[WIP] [core] fix group offloading when using torchao#13276
[WIP] [core] fix group offloading when using torchao#13276
Conversation
|
The docs for this PR live here. All of your documentation changes will be reflected on that endpoint. The docs are available until 30 days after the last update. |
| pinned_dict = None | ||
|
|
||
| def _transfer_tensor_to_device(self, tensor, source_tensor, default_stream): | ||
| tensor.data = source_tensor.to(self.onload_device, non_blocking=self.non_blocking) |
There was a problem hiding this comment.
does this mean the to op is not implemented properly for torchao tensors?

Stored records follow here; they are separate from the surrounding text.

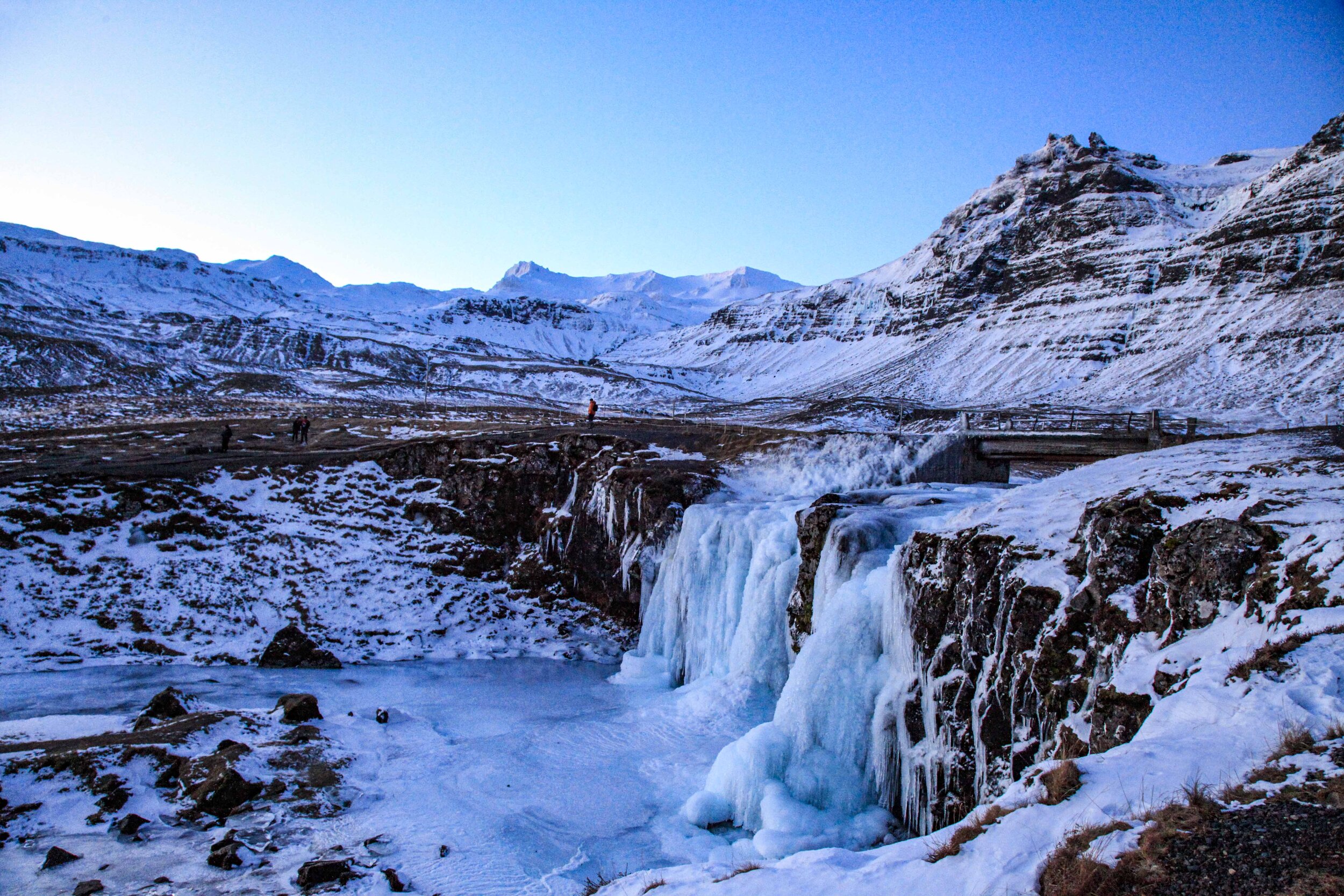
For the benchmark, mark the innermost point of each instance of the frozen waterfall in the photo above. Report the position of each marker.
(819, 773)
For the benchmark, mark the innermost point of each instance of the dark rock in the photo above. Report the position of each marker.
(1117, 536)
(813, 524)
(1197, 567)
(292, 649)
(320, 774)
(225, 852)
(299, 707)
(57, 857)
(166, 704)
(324, 871)
(302, 735)
(1117, 718)
(163, 706)
(222, 792)
(232, 750)
(130, 825)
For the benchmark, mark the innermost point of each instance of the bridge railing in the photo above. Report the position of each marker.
(1055, 421)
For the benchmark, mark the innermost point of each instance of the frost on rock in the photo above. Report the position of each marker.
(955, 668)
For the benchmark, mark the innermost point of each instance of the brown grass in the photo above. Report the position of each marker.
(740, 870)
(600, 880)
(1292, 741)
(1061, 782)
(968, 830)
(1270, 774)
(1269, 657)
(1316, 883)
(1240, 794)
(1071, 872)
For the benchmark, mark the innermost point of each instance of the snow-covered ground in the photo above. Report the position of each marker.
(534, 774)
(810, 774)
(213, 567)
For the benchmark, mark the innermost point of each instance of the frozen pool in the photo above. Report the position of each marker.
(537, 774)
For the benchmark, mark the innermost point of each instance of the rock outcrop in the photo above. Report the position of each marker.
(1085, 276)
(580, 516)
(292, 649)
(1012, 672)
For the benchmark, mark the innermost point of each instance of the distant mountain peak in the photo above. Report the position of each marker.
(284, 273)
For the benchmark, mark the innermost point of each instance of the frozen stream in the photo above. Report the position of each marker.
(535, 773)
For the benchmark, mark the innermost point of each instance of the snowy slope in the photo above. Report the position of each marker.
(1085, 276)
(80, 313)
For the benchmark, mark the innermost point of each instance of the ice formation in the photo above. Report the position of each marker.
(807, 778)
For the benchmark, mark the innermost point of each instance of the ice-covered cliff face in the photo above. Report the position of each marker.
(1085, 276)
(964, 640)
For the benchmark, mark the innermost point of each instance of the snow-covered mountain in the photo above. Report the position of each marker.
(144, 323)
(1084, 276)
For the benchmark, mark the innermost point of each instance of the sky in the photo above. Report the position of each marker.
(440, 143)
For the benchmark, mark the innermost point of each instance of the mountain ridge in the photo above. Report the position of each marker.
(1085, 276)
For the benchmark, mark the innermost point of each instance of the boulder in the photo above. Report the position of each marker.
(1197, 567)
(1117, 536)
(225, 852)
(324, 871)
(1117, 718)
(165, 706)
(57, 857)
(130, 825)
(222, 792)
(299, 707)
(292, 649)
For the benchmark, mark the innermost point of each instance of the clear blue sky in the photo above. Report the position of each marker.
(440, 143)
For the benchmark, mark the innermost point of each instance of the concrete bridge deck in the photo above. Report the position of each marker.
(988, 454)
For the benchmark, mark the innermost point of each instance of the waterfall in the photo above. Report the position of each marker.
(718, 604)
(838, 750)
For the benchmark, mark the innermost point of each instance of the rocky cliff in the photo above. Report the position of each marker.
(488, 544)
(1053, 629)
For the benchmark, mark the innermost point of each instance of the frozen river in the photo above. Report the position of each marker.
(535, 774)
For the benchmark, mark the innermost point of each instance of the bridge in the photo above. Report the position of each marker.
(985, 445)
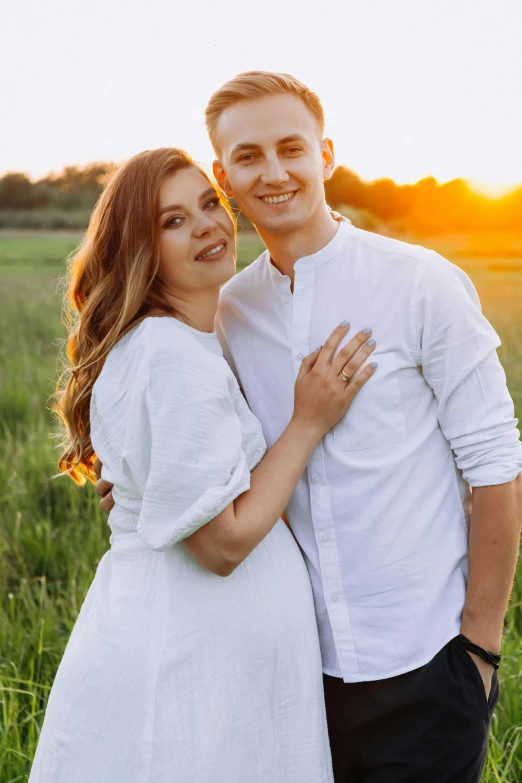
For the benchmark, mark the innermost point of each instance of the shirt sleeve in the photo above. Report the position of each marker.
(459, 362)
(197, 464)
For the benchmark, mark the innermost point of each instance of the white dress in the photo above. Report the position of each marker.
(173, 674)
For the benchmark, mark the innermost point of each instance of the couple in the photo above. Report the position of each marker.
(375, 402)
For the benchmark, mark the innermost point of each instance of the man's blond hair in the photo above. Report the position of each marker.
(257, 84)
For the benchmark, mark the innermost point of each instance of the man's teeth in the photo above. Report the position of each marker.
(211, 252)
(277, 199)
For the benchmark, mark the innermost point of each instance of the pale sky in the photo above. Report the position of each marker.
(411, 88)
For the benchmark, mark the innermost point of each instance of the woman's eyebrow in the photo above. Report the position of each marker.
(170, 208)
(208, 192)
(173, 207)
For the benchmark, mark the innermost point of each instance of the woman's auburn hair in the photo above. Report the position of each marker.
(112, 285)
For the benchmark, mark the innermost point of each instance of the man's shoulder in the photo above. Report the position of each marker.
(242, 282)
(415, 261)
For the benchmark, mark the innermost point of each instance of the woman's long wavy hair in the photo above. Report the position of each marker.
(112, 284)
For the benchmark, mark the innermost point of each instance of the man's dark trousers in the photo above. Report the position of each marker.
(430, 725)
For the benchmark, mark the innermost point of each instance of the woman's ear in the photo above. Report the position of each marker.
(221, 178)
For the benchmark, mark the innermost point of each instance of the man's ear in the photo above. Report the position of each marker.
(221, 178)
(328, 156)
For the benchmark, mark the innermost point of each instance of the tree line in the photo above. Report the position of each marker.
(65, 200)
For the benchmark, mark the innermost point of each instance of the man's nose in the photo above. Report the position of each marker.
(274, 173)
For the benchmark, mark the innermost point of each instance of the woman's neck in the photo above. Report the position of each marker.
(196, 309)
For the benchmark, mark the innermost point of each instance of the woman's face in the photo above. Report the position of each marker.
(196, 234)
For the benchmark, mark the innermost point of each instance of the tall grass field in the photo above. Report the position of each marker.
(52, 534)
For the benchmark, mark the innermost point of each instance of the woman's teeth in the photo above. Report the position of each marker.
(211, 252)
(278, 199)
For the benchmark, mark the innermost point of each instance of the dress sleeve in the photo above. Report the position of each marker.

if you have a minimal repro, we might be able to fix I think
There was a problem hiding this comment.
import torch
from torchao.quantization import Int8WeightOnlyConfig, quantize_
linear = torch.nn.Linear(64, 64, dtype=torch.bfloat16)

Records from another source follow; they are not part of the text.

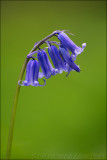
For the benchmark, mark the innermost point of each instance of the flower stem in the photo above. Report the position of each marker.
(10, 138)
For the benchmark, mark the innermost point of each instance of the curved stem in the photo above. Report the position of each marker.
(10, 138)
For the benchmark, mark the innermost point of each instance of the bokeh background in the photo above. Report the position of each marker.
(67, 117)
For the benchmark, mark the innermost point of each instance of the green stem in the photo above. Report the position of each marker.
(10, 138)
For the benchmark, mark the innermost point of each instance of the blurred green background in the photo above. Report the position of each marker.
(67, 117)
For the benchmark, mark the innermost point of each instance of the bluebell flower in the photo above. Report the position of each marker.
(64, 39)
(56, 58)
(68, 59)
(32, 72)
(47, 69)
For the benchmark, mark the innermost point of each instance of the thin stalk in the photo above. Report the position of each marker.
(10, 138)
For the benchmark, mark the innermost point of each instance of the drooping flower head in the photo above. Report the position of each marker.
(32, 72)
(65, 40)
(62, 56)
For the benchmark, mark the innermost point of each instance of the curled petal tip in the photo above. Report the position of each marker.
(43, 84)
(83, 45)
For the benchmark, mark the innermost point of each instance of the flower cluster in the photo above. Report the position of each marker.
(61, 58)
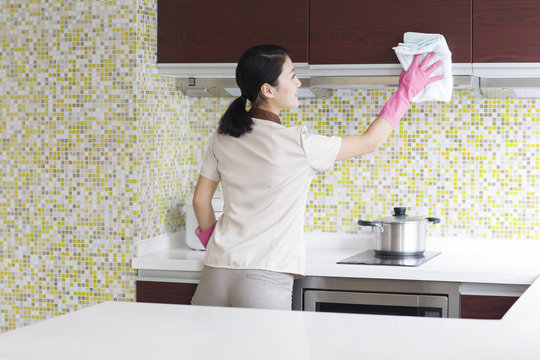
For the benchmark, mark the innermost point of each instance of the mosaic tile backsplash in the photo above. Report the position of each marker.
(98, 152)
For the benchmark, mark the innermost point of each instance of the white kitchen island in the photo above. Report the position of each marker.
(154, 331)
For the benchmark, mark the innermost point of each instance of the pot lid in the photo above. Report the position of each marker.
(400, 216)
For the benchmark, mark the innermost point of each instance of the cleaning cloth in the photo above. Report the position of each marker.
(420, 43)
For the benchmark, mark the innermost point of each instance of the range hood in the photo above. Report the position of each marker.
(500, 80)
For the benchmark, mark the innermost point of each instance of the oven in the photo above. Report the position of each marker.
(380, 297)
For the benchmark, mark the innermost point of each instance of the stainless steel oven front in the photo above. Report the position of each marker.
(382, 297)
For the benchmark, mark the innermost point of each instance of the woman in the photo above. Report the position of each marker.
(256, 248)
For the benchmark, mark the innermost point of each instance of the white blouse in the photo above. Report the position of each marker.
(265, 176)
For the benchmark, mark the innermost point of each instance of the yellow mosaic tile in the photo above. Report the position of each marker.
(99, 152)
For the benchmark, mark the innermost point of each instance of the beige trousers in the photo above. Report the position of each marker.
(244, 288)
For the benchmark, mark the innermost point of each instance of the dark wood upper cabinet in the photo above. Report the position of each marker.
(364, 32)
(506, 31)
(215, 31)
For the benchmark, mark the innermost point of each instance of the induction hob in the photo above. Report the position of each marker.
(369, 258)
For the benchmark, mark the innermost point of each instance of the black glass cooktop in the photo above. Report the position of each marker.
(369, 258)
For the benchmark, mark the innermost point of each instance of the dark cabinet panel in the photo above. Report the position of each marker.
(485, 307)
(364, 32)
(164, 292)
(506, 31)
(214, 31)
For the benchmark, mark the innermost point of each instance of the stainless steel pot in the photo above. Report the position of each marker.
(400, 234)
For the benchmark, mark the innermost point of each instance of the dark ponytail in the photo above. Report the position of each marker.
(257, 66)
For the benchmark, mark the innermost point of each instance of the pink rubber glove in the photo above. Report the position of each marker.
(411, 82)
(204, 236)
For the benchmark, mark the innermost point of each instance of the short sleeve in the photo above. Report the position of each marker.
(209, 167)
(321, 151)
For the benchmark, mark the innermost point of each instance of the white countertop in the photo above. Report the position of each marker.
(156, 331)
(467, 260)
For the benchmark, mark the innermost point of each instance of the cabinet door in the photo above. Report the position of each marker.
(485, 307)
(364, 32)
(215, 31)
(165, 292)
(506, 31)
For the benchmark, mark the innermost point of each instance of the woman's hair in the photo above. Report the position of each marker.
(258, 65)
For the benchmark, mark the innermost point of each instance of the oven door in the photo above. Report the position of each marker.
(376, 303)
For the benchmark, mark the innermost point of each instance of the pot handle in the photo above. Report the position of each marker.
(370, 223)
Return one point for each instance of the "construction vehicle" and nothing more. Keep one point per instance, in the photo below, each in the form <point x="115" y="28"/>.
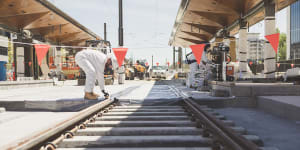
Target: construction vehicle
<point x="129" y="72"/>
<point x="140" y="70"/>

quantize_(linear, Int8WeightOnlyConfig(version=2))
p = linear.weight
# Move a copy to CUDA and assign via .data
cpu_copy = p.data.cpu()
cuda_copy = cpu_copy.to("cuda")
p.data = cuda_copy
print(f"p.qdata.device = {p.qdata.device}") # cpu
print(f"cuda_copy.qdata.device = {cuda_copy.qdata.device}") # cuda:0
# Forward fails: input on cuda, weight internals still on cpu
linear.bias.data = linear.bias.data.to("cuda")
x = torch.randn(1, 64, device="cuda", dtype=torch.bfloat16)

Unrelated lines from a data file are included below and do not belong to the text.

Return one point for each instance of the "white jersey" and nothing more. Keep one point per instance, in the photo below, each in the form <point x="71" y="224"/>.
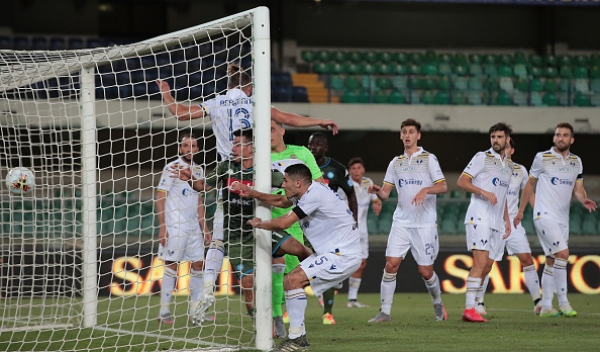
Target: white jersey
<point x="517" y="183"/>
<point x="492" y="174"/>
<point x="181" y="204"/>
<point x="327" y="221"/>
<point x="556" y="179"/>
<point x="364" y="199"/>
<point x="228" y="112"/>
<point x="411" y="175"/>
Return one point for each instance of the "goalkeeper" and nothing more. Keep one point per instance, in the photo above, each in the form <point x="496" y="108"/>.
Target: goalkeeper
<point x="239" y="236"/>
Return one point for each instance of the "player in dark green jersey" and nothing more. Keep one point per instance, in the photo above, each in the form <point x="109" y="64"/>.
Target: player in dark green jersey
<point x="239" y="236"/>
<point x="335" y="175"/>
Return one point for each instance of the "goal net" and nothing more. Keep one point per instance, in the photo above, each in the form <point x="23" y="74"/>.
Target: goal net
<point x="79" y="259"/>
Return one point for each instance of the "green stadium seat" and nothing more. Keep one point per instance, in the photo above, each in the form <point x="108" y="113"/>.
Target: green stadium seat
<point x="349" y="97"/>
<point x="459" y="98"/>
<point x="442" y="98"/>
<point x="308" y="56"/>
<point x="383" y="82"/>
<point x="399" y="69"/>
<point x="380" y="97"/>
<point x="396" y="97"/>
<point x="399" y="82"/>
<point x="475" y="69"/>
<point x="550" y="99"/>
<point x="580" y="72"/>
<point x="550" y="85"/>
<point x="427" y="97"/>
<point x="536" y="60"/>
<point x="336" y="82"/>
<point x="475" y="59"/>
<point x="445" y="69"/>
<point x="504" y="99"/>
<point x="522" y="85"/>
<point x="565" y="72"/>
<point x="352" y="82"/>
<point x="581" y="100"/>
<point x="520" y="70"/>
<point x="550" y="60"/>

linear(x) # RuntimeError: mat2 is on cpu
There was a problem hiding this comment.
I feel the proper way to do this is:
# (c) Meta Platforms, Inc. and affiliates. Confidential and proprietary.
# pyre-strict
import torch
from torchao.quantization import Int8WeightOnlyConfig, quantize_
linear = torch.nn.Linear(64, 64, dtype=torch.bfloat16)
quantize_(linear, Int8WeightOnlyConfig(version=2))
p = linear.weight
# Move a copy to CUDA and assign via .data
# cpu_copy = p.data.cpu()
cpu_copy = p.cpu()
cuda_copy = cpu_copy.to("cuda")
# p.data = cuda_copy
torch.utils.swap_tensors(linear.weight, cuda_copy)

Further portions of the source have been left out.